Frederick Douglass was a slave who escaped to the North, lived during the Civil War and not only found himself directly advising President Abraham Lincoln, later becoming Ambassador to Haiti, but also became a great public figure advocating for equality and justice through his journal “The North Star” using a printing press which he founded and managed, and was instrumental in the success of the Underground Railroad.

Despite suffering overwhelming sadness and injustice growing up as a slave, Douglass never allowed himself to despair. Even as a child, Douglass was aware that he had the right to learn how to read, and managed to teach himself. When he was older he found himself starting a secret Sunday school to teach the other slaves how to read, namely, the Bible, which they were willing to work on despite a six day work week of hard labour, 16 hours or more per day. By the time Douglass was a young adult, he had accomplished what was the worst fear of his slave master, and displays without a doubt that he is a superior man to his “master”.

Despite being told his whole life that he was just a beast, Douglass knew and thus chose to act like a man, revealing his “master” to be the true beast in his desire to subvert this innate truth. Douglass thus exemplifies the idea that we all have access to a divine nature within us, and that no matter the state and condition into which we are born and raised, nothing can take that away from us.

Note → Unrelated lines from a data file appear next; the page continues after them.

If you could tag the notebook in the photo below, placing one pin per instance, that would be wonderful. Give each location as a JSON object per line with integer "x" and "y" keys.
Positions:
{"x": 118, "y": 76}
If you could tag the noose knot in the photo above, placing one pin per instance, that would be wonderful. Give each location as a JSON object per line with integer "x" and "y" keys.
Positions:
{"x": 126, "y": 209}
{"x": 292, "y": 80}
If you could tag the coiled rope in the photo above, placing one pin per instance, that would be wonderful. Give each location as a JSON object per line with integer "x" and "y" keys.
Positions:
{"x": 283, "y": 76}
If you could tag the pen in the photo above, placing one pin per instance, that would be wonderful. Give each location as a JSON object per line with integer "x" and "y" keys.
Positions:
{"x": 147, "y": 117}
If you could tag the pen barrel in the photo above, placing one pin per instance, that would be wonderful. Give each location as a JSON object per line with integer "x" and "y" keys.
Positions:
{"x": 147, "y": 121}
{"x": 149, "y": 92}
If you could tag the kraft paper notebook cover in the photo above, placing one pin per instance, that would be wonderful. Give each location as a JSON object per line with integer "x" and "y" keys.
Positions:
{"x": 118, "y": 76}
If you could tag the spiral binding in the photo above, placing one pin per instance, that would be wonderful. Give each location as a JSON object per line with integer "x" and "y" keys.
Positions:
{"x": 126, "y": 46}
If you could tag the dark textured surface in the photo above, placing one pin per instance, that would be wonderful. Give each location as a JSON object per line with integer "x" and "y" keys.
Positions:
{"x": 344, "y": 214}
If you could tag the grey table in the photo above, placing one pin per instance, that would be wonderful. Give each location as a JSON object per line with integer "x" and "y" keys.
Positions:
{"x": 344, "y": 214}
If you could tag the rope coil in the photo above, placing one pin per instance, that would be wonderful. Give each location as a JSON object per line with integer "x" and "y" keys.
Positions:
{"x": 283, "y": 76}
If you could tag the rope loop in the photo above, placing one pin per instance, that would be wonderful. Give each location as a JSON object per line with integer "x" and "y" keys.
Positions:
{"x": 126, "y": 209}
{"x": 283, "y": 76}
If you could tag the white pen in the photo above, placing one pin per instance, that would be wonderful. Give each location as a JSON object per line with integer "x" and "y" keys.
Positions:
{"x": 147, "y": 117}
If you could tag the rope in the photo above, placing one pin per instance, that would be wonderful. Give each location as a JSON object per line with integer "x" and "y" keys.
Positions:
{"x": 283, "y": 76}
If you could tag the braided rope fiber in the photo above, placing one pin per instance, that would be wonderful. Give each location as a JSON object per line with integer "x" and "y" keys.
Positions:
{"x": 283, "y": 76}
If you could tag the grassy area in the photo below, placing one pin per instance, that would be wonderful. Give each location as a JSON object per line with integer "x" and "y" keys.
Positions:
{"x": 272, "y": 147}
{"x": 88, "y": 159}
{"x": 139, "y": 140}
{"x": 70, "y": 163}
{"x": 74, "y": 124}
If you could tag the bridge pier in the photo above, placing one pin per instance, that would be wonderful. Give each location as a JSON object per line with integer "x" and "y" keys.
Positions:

Another incredible account of Frederick Douglass was his interaction with Lincoln. It was a truly chaotic time where it was not even known whether the U.S. would be successful in staying whole. Part of this crisis was economical, in that the South wanted to protect their right to own human beings (which was the foundation of their economy). However, no matter what angle you look at it, the Civil War, as Douglass also describes, was always at its core about the emancipation from slavery and the freedom and sovereignty of the individual to live the best life they could choose for themselves. Economy had a large part to play in this, since the North had at that point a very large and capable machine tool industry. Douglass remarks himself that one machine did a better and quicker job of a task than forty men. There was therefore no justification for the use of slavery from an economic basis. The threat to the future existence of the United States depended on how they would ultimately choose to answer the question, “Are all men born equal?”, Douglass understood this, and furthermore, identified that Lincoln also understood this to be the most important aspect of the Civil War that would ensure a future for the United States.